No quería devorar los kilómetros como se dice (y es curioso que tantas cosas entren en Cuba por la boca y no solamente nos comamos el espacio, sino que comerse una mujer es acostarse con ella y comebolas y comemierda es sinónimo de idiota y comerse un cable es pasar hambre, necesidades y comecandela es un guapo de oficio y comer de la mano de alguien es dejarse domesticar por ese adversario y cuando alguien hace algo bien o alguna cosa extraordinaria, se dice que se la comió), sino que estaba recorriendo la palabra kilómetro y pensé que su intención era pareja a mi pretensión de recordarlo todo o a la tentación de Códac deseando que todas las mujeres tuvieran una sola vagina (aunque él no dijera exactamente vagina) o de Eribó erigiéndose en el sonido que camina o el difunto Bustrófedon que quiso ser el lenguaje.
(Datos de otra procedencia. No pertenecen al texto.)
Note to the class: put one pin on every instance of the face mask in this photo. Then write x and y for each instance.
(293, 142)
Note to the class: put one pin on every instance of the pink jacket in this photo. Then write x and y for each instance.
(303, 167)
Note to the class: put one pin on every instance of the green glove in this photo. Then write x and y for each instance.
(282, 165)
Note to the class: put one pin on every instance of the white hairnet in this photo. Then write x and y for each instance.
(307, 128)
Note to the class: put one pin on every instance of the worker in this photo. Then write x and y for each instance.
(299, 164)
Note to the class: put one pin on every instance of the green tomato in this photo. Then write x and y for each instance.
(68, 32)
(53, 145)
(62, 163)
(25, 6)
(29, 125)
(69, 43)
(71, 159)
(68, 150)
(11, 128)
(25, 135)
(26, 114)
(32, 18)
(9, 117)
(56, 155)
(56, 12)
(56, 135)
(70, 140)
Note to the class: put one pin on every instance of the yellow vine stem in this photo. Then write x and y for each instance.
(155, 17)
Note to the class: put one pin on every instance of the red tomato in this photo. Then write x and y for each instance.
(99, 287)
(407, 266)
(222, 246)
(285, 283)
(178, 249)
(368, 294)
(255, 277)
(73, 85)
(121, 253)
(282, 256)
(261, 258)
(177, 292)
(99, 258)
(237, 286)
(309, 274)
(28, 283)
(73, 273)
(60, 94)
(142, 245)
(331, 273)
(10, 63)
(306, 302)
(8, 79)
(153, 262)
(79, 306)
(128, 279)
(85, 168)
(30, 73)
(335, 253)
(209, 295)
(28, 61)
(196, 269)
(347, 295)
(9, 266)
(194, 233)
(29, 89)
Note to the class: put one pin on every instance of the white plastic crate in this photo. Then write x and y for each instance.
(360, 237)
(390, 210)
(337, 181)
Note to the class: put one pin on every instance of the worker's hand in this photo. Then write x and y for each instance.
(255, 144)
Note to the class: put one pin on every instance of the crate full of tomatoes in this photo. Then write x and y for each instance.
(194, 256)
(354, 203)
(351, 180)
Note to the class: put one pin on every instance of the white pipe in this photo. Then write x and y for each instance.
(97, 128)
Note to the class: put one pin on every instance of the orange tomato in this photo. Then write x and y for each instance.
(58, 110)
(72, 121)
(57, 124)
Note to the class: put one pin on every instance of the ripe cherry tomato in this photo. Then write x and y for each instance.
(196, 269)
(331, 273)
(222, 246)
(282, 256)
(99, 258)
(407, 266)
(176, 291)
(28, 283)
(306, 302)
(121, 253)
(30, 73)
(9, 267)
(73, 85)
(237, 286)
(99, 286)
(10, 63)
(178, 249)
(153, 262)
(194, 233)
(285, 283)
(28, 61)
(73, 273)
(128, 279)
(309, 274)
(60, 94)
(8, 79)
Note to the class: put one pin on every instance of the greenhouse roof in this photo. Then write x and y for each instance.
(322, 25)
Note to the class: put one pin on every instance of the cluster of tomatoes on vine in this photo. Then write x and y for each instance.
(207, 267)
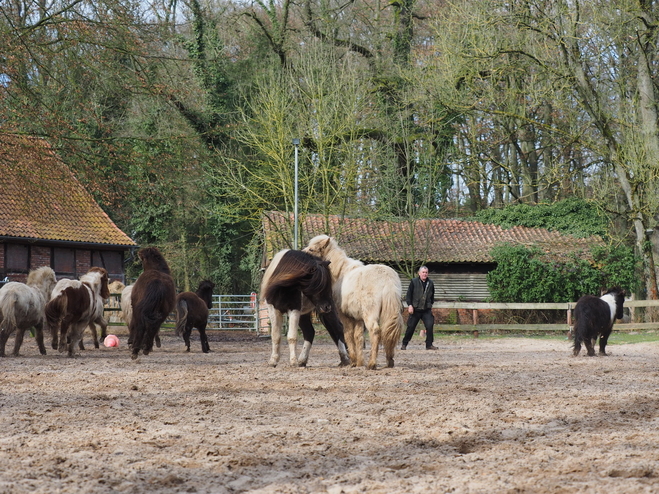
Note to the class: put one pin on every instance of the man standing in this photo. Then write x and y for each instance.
(420, 297)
Éramos totalitarios: queríamos la sabiduría total, la felicidad, ser inmortales al unir el fin con el principio. Pero Cué se equivocaba (todos nos equivocamos, todos menos, quizás, Bustrófedon que ahora podía ser inmortal), porque si el tiempo es irreversible, el espacio es irrecorrible y además, infinito. Fue por eso que pude preguntarle:

—¿A dónde vamos?

—No sé —me dijo—. Elige tú que canto yo.

—No tengo la menor idea.

—¿Qué te parece la playa de Marianao?

Me alegré. Por un momento pensé que iba a decir el Mariel. Un día de estos nos vamos a topar con el dragón azul o con el tigre blanco o con la tortuga negra. Cué tendrá también su Última Thule. ¿No lo dije? Frenamos violentamente en la Calle Doce porque pusieron la luz roja. Tuve que agarrarme fuerte.

—«El aire hace al águila», Goethe —dijo Cué—. «El semáforo crea el freno», I. Myself.